III§3. I have now reached a point where my exercise in connecting the dots, starting in Section II, has finally led from Olympus all the way to Olympia, site of the ancient Olympics. But this connectivity, as we have seen, needs to be explained in terms of a takeover of Olympia, which used to be controlled by the state of Pisa but which gradually came under the control of the state of Elis. I offer no further comments, for now, on the loss of Olympia by Pisa—and on the eventual obliteration of Pisa along with the entire state of Pisatis. For now it is enough for me to emphasize that the sacred site known as Olympia used to be under the control of Pisa before it came under the control of Elis.

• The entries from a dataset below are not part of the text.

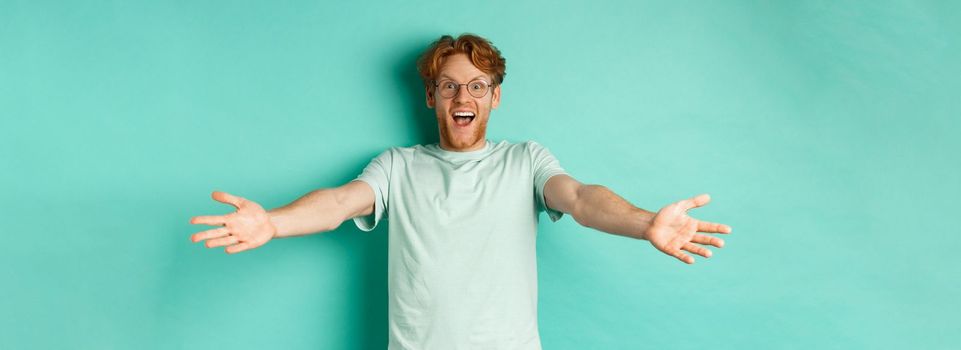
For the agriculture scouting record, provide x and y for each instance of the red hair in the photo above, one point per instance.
(480, 51)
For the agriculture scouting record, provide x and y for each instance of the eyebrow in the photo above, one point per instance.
(451, 78)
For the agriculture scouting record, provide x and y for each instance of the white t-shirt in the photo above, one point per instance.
(462, 270)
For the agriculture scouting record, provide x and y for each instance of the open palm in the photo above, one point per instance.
(672, 231)
(247, 228)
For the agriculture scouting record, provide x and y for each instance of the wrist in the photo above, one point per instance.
(273, 224)
(645, 221)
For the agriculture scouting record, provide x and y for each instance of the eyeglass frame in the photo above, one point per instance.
(490, 87)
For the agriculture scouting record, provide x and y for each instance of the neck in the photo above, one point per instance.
(477, 146)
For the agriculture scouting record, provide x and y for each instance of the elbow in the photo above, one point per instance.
(583, 211)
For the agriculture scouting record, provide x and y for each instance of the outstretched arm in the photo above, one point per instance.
(251, 226)
(670, 230)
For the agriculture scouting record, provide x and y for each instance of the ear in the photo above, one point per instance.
(430, 97)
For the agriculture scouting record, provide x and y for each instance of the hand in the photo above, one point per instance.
(247, 228)
(672, 230)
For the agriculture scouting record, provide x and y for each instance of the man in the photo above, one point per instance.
(462, 215)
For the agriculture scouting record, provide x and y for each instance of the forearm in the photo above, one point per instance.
(601, 209)
(315, 212)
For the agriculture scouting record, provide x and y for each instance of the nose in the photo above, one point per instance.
(461, 94)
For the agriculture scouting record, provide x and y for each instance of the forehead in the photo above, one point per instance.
(459, 67)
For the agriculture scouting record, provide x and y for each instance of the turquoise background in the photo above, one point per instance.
(826, 132)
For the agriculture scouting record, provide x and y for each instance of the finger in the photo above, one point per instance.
(220, 242)
(696, 249)
(213, 220)
(214, 233)
(228, 198)
(708, 240)
(237, 248)
(696, 201)
(687, 259)
(704, 226)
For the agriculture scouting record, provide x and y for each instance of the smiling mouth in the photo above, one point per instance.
(463, 118)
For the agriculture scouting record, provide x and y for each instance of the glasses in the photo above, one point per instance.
(449, 88)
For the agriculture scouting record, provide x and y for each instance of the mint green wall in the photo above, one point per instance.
(826, 132)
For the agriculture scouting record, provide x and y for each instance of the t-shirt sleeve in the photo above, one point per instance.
(544, 166)
(377, 175)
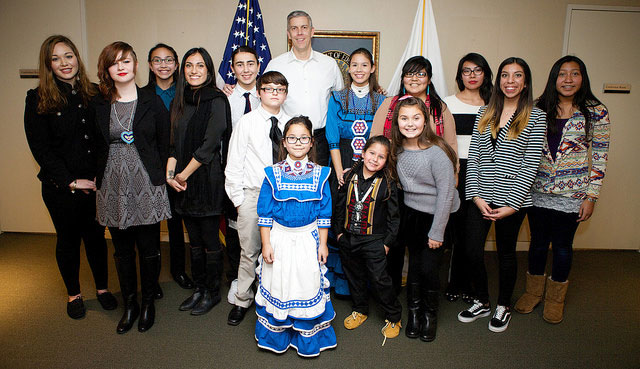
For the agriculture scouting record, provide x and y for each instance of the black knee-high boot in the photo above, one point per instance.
(127, 276)
(149, 279)
(198, 272)
(429, 319)
(412, 328)
(213, 273)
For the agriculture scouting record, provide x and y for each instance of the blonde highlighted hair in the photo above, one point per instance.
(491, 117)
(50, 97)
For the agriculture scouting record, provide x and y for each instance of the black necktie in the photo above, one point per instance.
(247, 103)
(276, 136)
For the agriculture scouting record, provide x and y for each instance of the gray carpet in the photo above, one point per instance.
(601, 327)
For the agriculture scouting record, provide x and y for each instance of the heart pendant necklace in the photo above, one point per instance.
(127, 134)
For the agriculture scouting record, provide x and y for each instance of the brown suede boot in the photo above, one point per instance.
(554, 301)
(532, 295)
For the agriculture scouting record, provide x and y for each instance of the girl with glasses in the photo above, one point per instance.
(474, 84)
(294, 208)
(163, 75)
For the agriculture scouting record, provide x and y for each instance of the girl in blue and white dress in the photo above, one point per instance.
(294, 209)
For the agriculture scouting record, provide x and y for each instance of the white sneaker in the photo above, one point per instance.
(231, 296)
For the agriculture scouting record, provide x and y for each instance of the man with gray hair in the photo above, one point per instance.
(311, 75)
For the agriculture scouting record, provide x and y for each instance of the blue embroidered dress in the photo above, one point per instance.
(349, 120)
(292, 303)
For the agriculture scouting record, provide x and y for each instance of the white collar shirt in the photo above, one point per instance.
(250, 151)
(237, 102)
(310, 84)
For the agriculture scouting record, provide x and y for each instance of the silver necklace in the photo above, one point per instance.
(127, 134)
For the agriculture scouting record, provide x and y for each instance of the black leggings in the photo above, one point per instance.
(555, 227)
(507, 230)
(424, 262)
(74, 218)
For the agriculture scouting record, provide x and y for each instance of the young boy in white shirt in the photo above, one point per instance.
(244, 98)
(253, 146)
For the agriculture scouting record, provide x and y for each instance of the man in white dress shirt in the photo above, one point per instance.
(311, 76)
(251, 149)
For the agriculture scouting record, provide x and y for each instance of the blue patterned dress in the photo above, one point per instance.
(349, 120)
(292, 303)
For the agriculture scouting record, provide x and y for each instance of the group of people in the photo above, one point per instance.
(316, 183)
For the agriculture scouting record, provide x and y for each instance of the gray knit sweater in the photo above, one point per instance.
(428, 181)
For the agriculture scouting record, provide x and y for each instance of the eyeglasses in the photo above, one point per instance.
(291, 140)
(169, 60)
(415, 74)
(270, 90)
(467, 71)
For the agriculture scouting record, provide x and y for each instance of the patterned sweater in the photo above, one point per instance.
(569, 175)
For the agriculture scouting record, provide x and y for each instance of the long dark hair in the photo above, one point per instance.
(416, 64)
(107, 58)
(480, 61)
(152, 76)
(386, 170)
(51, 98)
(177, 106)
(491, 117)
(373, 81)
(583, 99)
(304, 121)
(426, 139)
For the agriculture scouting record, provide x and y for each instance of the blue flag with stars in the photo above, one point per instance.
(247, 29)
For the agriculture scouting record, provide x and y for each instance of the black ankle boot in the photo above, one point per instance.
(147, 316)
(412, 327)
(127, 276)
(149, 274)
(429, 318)
(213, 274)
(192, 300)
(131, 312)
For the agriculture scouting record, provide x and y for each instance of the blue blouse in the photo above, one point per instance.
(340, 118)
(295, 200)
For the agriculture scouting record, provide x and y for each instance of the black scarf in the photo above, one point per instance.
(198, 198)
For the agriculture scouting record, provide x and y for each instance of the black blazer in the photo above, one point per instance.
(62, 141)
(151, 129)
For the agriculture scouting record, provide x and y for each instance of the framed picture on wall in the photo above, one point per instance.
(340, 44)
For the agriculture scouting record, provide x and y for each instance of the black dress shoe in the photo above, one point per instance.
(147, 316)
(183, 281)
(76, 309)
(131, 313)
(107, 301)
(192, 300)
(206, 303)
(236, 315)
(157, 293)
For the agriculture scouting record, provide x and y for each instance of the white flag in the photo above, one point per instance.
(423, 41)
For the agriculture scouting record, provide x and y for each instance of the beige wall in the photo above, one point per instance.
(495, 28)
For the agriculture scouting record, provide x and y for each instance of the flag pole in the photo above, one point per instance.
(422, 30)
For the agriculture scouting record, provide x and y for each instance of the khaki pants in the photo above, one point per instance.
(250, 245)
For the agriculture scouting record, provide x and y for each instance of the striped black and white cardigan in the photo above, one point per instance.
(503, 176)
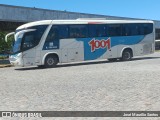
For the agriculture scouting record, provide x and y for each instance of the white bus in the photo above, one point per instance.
(48, 42)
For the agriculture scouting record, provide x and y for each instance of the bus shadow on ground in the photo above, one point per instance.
(86, 63)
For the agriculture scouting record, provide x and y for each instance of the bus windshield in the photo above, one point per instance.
(26, 39)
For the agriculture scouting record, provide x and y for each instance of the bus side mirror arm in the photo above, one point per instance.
(9, 34)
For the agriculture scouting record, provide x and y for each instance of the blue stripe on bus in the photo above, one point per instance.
(127, 40)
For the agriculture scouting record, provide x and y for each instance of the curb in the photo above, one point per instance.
(5, 65)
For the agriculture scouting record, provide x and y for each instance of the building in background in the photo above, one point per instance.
(13, 16)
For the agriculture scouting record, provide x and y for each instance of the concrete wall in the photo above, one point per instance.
(25, 14)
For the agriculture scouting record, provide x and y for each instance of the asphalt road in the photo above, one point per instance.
(92, 86)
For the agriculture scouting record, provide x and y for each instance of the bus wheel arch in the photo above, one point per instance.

III§4. Still, in the context of my reconstructing here a bygone era when Pisa had dominated Olympia, site of the Olympics, I need to add one more piece of evidence, also stemming from the fifth century BCE. This evidence shows that Pisa, as a site linked with its own Mount Olympus, was also linked with the Olympian gods. As we read in Herodotus (2.7), this historian ostentatiously connects the Temple of Zeus in Olympia with Pisa, not with Elis, as he measures the distance extending from the Altar of the Twelve Gods in the center of Athens all the way to a landmark that he describes this way: ‘[on the way to] Pisa and the Temple of Zeus Olympios’ (ἔς τε Πῖσαν καὶ ἐπὶ τὸν νηὸν τοῦ Διὸς τοῦ Ὀλυμπίου); that distance, by the reckoning of Herodotus, was 1,500 Olympic stadium-lengths minus 150. (I will have more to say in Part I Essay 12 about the Greek word stadion, which for the moment I translate loosely as ‘stadium’.)

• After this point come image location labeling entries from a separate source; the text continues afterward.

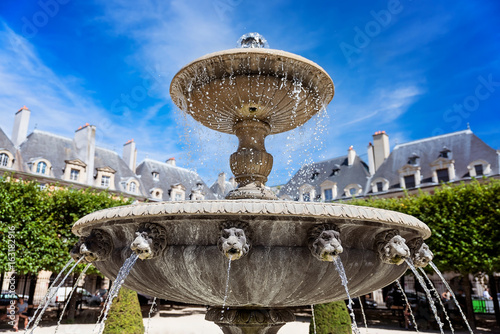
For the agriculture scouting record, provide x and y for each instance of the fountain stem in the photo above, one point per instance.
(251, 164)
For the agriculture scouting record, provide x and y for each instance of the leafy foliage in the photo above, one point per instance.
(464, 220)
(125, 314)
(331, 318)
(42, 220)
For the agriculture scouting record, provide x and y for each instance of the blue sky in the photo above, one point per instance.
(412, 68)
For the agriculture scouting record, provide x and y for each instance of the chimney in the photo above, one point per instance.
(130, 154)
(371, 162)
(381, 148)
(20, 129)
(351, 155)
(84, 143)
(171, 162)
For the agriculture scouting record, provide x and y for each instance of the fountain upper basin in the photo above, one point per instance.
(276, 87)
(279, 269)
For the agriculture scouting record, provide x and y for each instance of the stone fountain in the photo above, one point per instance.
(280, 251)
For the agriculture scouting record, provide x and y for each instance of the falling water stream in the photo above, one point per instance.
(226, 292)
(340, 269)
(363, 313)
(407, 303)
(68, 299)
(46, 297)
(51, 295)
(149, 315)
(433, 288)
(433, 266)
(314, 318)
(427, 292)
(115, 288)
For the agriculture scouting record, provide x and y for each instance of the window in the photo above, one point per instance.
(443, 175)
(328, 194)
(4, 160)
(409, 181)
(479, 170)
(41, 167)
(105, 181)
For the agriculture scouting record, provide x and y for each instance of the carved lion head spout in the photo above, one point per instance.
(95, 247)
(142, 245)
(420, 252)
(324, 242)
(391, 247)
(233, 242)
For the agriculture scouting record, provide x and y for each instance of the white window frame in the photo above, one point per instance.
(347, 190)
(385, 184)
(472, 169)
(443, 163)
(327, 184)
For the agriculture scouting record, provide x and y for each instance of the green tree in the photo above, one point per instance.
(125, 314)
(331, 318)
(465, 224)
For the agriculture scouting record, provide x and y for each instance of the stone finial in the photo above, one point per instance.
(391, 247)
(324, 242)
(150, 241)
(233, 241)
(421, 255)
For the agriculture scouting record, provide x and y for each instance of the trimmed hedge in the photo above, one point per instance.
(125, 314)
(331, 318)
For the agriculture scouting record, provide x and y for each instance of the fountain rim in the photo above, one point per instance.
(251, 208)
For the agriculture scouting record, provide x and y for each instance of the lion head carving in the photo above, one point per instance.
(95, 247)
(233, 241)
(391, 247)
(420, 252)
(324, 242)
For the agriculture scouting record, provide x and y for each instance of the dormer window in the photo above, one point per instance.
(413, 160)
(41, 167)
(335, 170)
(4, 160)
(479, 168)
(445, 153)
(315, 174)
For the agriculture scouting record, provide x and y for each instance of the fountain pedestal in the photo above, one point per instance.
(250, 320)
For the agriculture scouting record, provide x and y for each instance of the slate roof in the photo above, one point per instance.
(170, 175)
(58, 149)
(465, 148)
(316, 173)
(6, 143)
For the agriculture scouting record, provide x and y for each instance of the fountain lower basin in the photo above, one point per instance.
(279, 269)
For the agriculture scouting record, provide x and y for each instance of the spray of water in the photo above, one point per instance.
(149, 315)
(51, 295)
(226, 293)
(438, 297)
(70, 295)
(407, 303)
(115, 288)
(428, 294)
(433, 266)
(46, 297)
(340, 269)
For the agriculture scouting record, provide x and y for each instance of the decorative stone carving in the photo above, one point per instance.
(150, 241)
(95, 247)
(324, 242)
(391, 247)
(233, 241)
(252, 321)
(421, 255)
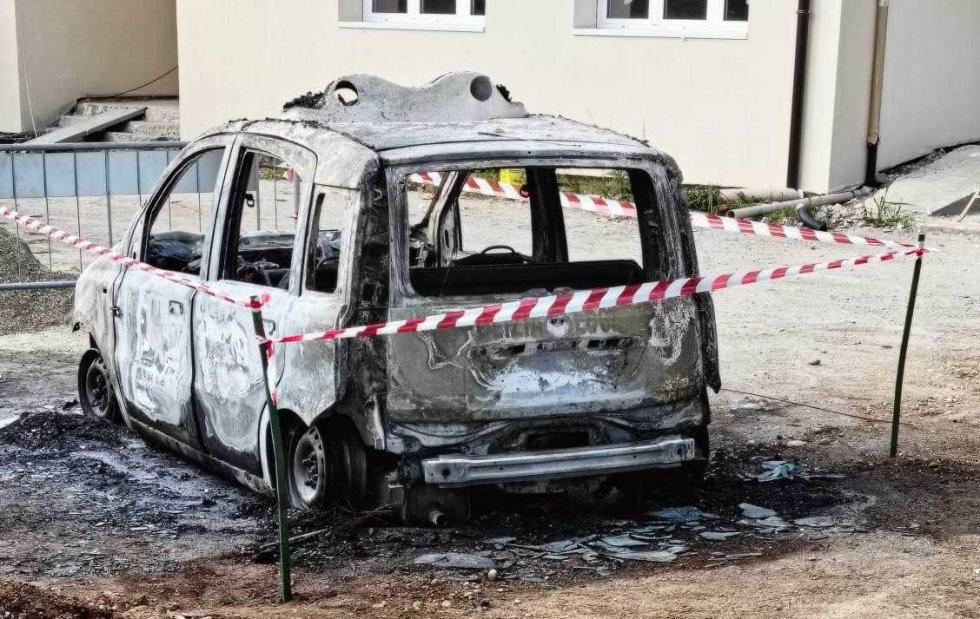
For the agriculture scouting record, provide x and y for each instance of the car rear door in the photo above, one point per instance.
(256, 252)
(152, 314)
(618, 359)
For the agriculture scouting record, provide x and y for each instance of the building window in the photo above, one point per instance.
(676, 18)
(449, 12)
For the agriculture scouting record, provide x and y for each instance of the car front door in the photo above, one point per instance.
(257, 253)
(153, 314)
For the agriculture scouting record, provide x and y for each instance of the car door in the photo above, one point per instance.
(153, 314)
(254, 253)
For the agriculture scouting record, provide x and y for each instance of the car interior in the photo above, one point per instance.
(445, 261)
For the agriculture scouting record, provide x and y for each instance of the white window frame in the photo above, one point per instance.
(714, 26)
(414, 19)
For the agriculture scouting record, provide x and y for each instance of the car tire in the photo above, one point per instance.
(95, 392)
(307, 468)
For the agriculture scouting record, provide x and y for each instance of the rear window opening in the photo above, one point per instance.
(464, 243)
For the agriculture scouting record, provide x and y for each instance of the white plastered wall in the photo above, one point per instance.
(10, 120)
(932, 78)
(91, 47)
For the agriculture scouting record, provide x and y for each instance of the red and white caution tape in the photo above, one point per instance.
(588, 300)
(618, 208)
(37, 227)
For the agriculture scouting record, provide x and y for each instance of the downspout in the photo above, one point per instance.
(877, 84)
(799, 84)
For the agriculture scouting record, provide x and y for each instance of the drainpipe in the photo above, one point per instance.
(877, 82)
(799, 83)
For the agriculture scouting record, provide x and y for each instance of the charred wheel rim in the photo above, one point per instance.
(96, 389)
(309, 468)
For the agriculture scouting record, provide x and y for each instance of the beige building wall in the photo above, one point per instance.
(720, 107)
(932, 78)
(10, 121)
(74, 48)
(820, 94)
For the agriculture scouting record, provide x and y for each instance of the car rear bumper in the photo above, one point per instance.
(461, 470)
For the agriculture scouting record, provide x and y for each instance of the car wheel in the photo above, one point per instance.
(95, 393)
(307, 468)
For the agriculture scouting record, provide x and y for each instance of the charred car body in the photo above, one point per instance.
(411, 419)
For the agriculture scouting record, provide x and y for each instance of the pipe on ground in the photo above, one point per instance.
(760, 194)
(832, 198)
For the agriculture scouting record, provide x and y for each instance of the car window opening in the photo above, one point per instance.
(467, 244)
(262, 222)
(181, 219)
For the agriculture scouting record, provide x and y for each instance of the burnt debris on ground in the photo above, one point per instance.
(123, 504)
(733, 516)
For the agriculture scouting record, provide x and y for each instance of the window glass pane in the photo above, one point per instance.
(389, 6)
(737, 10)
(685, 9)
(439, 7)
(323, 259)
(177, 234)
(262, 223)
(629, 9)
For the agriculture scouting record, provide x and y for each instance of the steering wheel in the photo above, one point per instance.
(507, 247)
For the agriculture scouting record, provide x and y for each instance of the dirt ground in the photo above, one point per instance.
(94, 523)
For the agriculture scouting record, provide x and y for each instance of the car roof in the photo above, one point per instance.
(445, 116)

III§5. This Altar of the Twelve Gods, which was founded by the Peisistratidai, dynasts of Athens, is linked with the corresponding idea of the Olympian gods, which was taking shape in Homeric poetry as we can see it evolving under the sponsorship of these same dynasts. The abode of these Olympian gods, as we saw already in I§1, was Mount Olympus, and the god Zeus lives there, as we read in the Iliad and Odyssey. Also living there, on and off, are other gods, including Hērā, wife of Zeus, and the canonical number for all these gods, Zeus included, is twelve. I conclude by noting that the Altar of the Twelve Gods, as founded by the dynasts of Athens in the sixth century BCE, connects all these twelve Olympians, not just Zeus, to the Olympia of the Olympics.